Professores e auxiliares de administração escolar de todo o Estado de Minas Gerais participaram, nos dias 28 e 29 de setembro, do Seminário Saúde e Trabalho na Educação Privada, no auditório do Instituto de Educação de Minas Gerais, em Belo Horizonte. O evento foi promovido pelo Sinpro Minas, SAAE/MG e FITEE, em parceria com a Fundacentro.

Cerca de 160 pessoas assistiram a palestras de especialistas no assunto, que falaram sobre o processo de adoecimento dos trabalhadores no setor educacional. Na abertura, o presidente do Sinpro Minas, Gilson Reis, ressaltou a importância desse seminário para a luta por melhores condições de trabalho e saúde dos professores. Segundo ele, a pressão cotidiana de pais, alunos e donos de escolas tem feito muitos profissionais procurarem o sindicato. “A agressão não é só psicológica, mas também física. Nossa profissão está se tornando de alto risco”, denuncia.

Em seguida, a diretora do Sinpro Campinas, Viviana Aparecida Lima, falou da pesquisa que realizou sobre as repercussões das condições de trabalho para a saúde. Segundo ela, os professores estão preocupados com a qualidade do ensino e desejam mudanças. O Seminário também abordou o tema estresse e assédio moral, com palestra da coordenadora estadual da Fundacentro, Marta de Freitas.

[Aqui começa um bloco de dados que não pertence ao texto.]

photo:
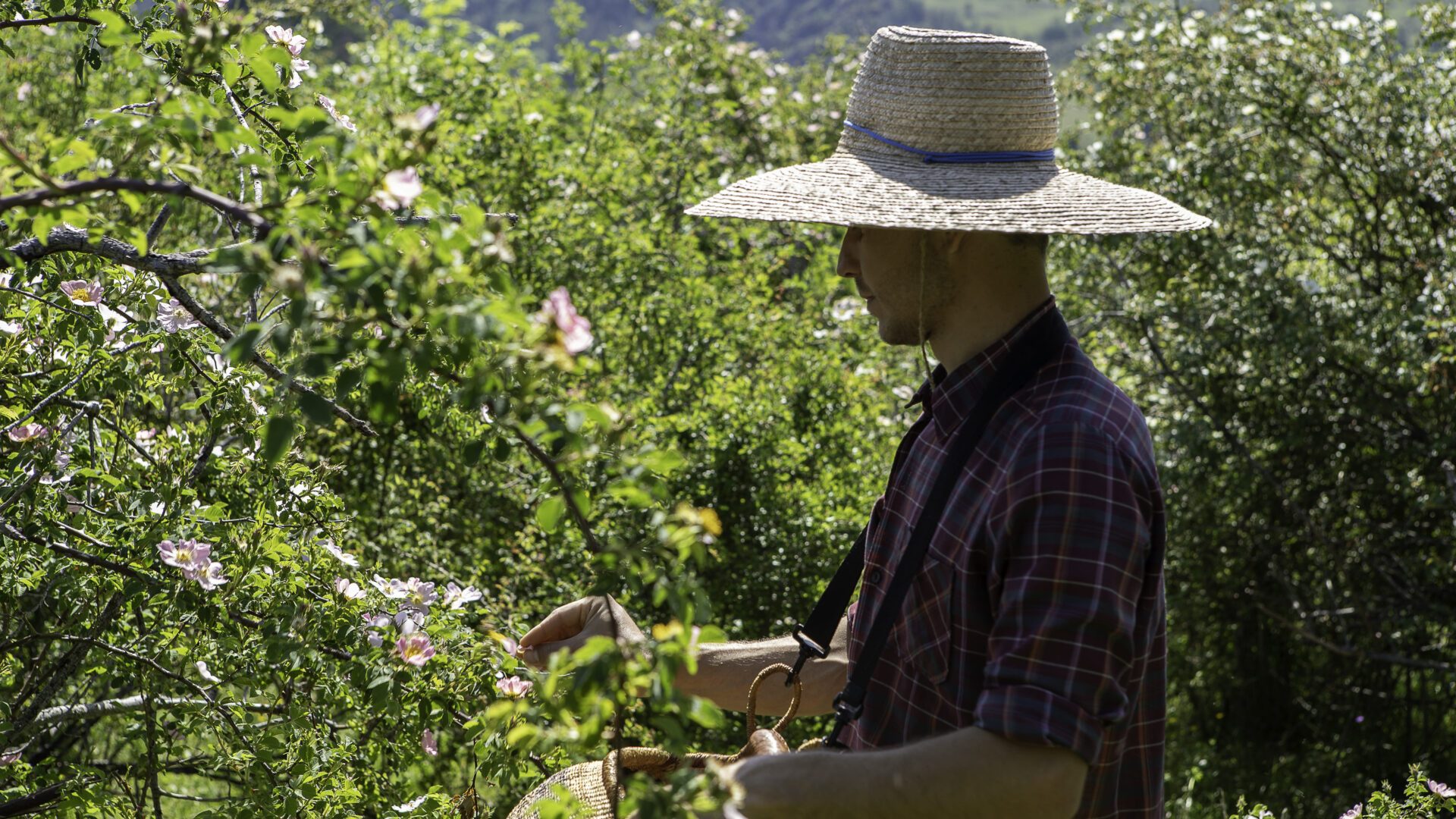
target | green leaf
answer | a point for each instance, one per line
(265, 72)
(165, 36)
(707, 714)
(232, 69)
(548, 515)
(316, 409)
(661, 461)
(240, 347)
(278, 436)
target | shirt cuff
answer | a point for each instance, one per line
(1037, 716)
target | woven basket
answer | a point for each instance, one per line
(593, 783)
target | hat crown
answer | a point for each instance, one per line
(951, 91)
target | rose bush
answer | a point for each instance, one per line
(337, 349)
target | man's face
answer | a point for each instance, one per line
(886, 267)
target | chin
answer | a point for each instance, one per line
(897, 334)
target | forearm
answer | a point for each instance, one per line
(727, 670)
(968, 773)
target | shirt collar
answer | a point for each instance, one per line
(949, 397)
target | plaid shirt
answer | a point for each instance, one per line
(1038, 613)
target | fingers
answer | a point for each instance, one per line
(539, 656)
(565, 621)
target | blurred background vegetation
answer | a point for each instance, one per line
(1296, 362)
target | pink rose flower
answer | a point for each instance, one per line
(293, 42)
(416, 649)
(514, 686)
(207, 577)
(341, 118)
(174, 316)
(343, 556)
(187, 554)
(576, 331)
(421, 118)
(28, 431)
(82, 292)
(348, 589)
(400, 188)
(456, 598)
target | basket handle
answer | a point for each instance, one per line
(753, 697)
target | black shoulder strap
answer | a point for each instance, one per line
(1036, 347)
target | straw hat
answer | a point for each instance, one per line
(949, 130)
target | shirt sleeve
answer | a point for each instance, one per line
(1071, 538)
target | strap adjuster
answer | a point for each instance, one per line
(807, 649)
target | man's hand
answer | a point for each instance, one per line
(571, 626)
(968, 773)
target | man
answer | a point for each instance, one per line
(1024, 670)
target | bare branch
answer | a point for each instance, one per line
(226, 334)
(158, 224)
(49, 20)
(76, 554)
(174, 676)
(134, 107)
(565, 488)
(52, 397)
(44, 300)
(1350, 651)
(139, 701)
(242, 120)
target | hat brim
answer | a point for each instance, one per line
(883, 191)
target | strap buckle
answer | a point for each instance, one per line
(807, 649)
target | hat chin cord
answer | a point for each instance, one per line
(925, 360)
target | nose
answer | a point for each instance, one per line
(849, 254)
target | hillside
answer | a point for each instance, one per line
(795, 28)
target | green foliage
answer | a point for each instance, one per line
(1296, 366)
(383, 382)
(1424, 799)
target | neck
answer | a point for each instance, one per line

No sábado, pela manhã, a platéia acompanhou atenta a palestra do professor da Universidade de Brasília (UNB), Wanderley Codo, Doutor em Psicologia Social e autor de vários livros sobre educação. Ele abordou os aspectos subjetivos do trabalho dos educadores, que permeiam o prazer e o sofrimento. “O amor e a dor são duas faces da mesma moeda e apesar do péssimo salário e condições precárias de trabalho, os professores continuam trabalhando”. Codo explica que eles ficam exauridos, mas, ao mesmo tempo não saem porque gostam do que fazem. Isso implica em sofrimento e pode levar a ocorrência de Burnout, síndrome através da qual o trabalhador perde o sentido da sua relação com o trabalho, de forma que as coisas já não o importam mais. Codo defende o retorno da fusão entre afeto e trabalho, que o capitalismo tentou excluir.

À tarde, o médico do trabalho do Sinpro Minas, Geraldo Pimenta, ressaltou que a saúde é resultado da combinação de vários fatores, como boa alimentação, lazer, condições dignas de trabalho e moradia, entre outros. "Vários estudos têm mostrado que a saúde do professor não vai bem. É crescente o número de docentes que procuram o sindicato acometidos por doenças do trabalho, como disfonia e calosidade nas pregas vocais, tendinites, bursites, hérnias na coluna, depressão, ansiedades, fadiga, fobias e, inclusive, doenças cardiovasculares".

Para mudar esse quadro, uma série de medidas foi apontada por Pimenta, como a instalação, por parte das escolas, de projetos arquitetônicos que garantam boas condições de trabalho, a incorporação na sala de aula de equipamentos como microfones, a substituição do giz por pincéis e a promoção de cursos e oficinas sobre o uso correto da voz.  "Além disso, as atividades de preparação, correção de trabalhos e avaliações devem ser incorporadas na carga horária total de trabalho, como forma de evitar a sobrecarga e garantir descanso e lazer", ressaltou o médico.

Pimenta destacou ainda o papel do Estado na saúde da população em
geral. "O Sistema Único de Saúde (SUS) precisa ser fortalecido. Sua precariedade provoca, a cada dia, um ônus imensurável à população. O povo, suas organizações e movimentos, seus partidos e parlamentares, precisam desencadear uma pressão pelo direito à vida, pelo direito a um serviço de saúde eficiente e de qualidade".

Em outra mesa de debate, as professoras Ada Ávila Assunção e Sandra Gasparini, do Grupo de Estudos sobre o Trabalho Docente (Gestrado) da UFMG, apresentaram dados de uma pesquisa com docentes da rede municipal de Belo Horizonte. De acordo com a pesquisa, 51,3% dos professores do ensino fundamental apresentaram algum tipo de transtorno mental. "Os estudos mostram que os transtornos são diversos, como alterações de sono, irritabilidade, nervosismo, estado de depressão e de ansiedade, entre outros", apontou Gasparini. 

Segundo ela, a violência, tanto de pais de alunos quanto de pessoas externas ao ambiente escolar, foi o principal fator que motivou o transtorno mental. "Verificamos também que problemas como a falta de autonomia do professor e de recursos pedagógicos, bem como os ruídos e o desconforto térmico - falta de ventilação e salas de aulas quentes - são fatores que favorecem o aparecimento desses transtornos".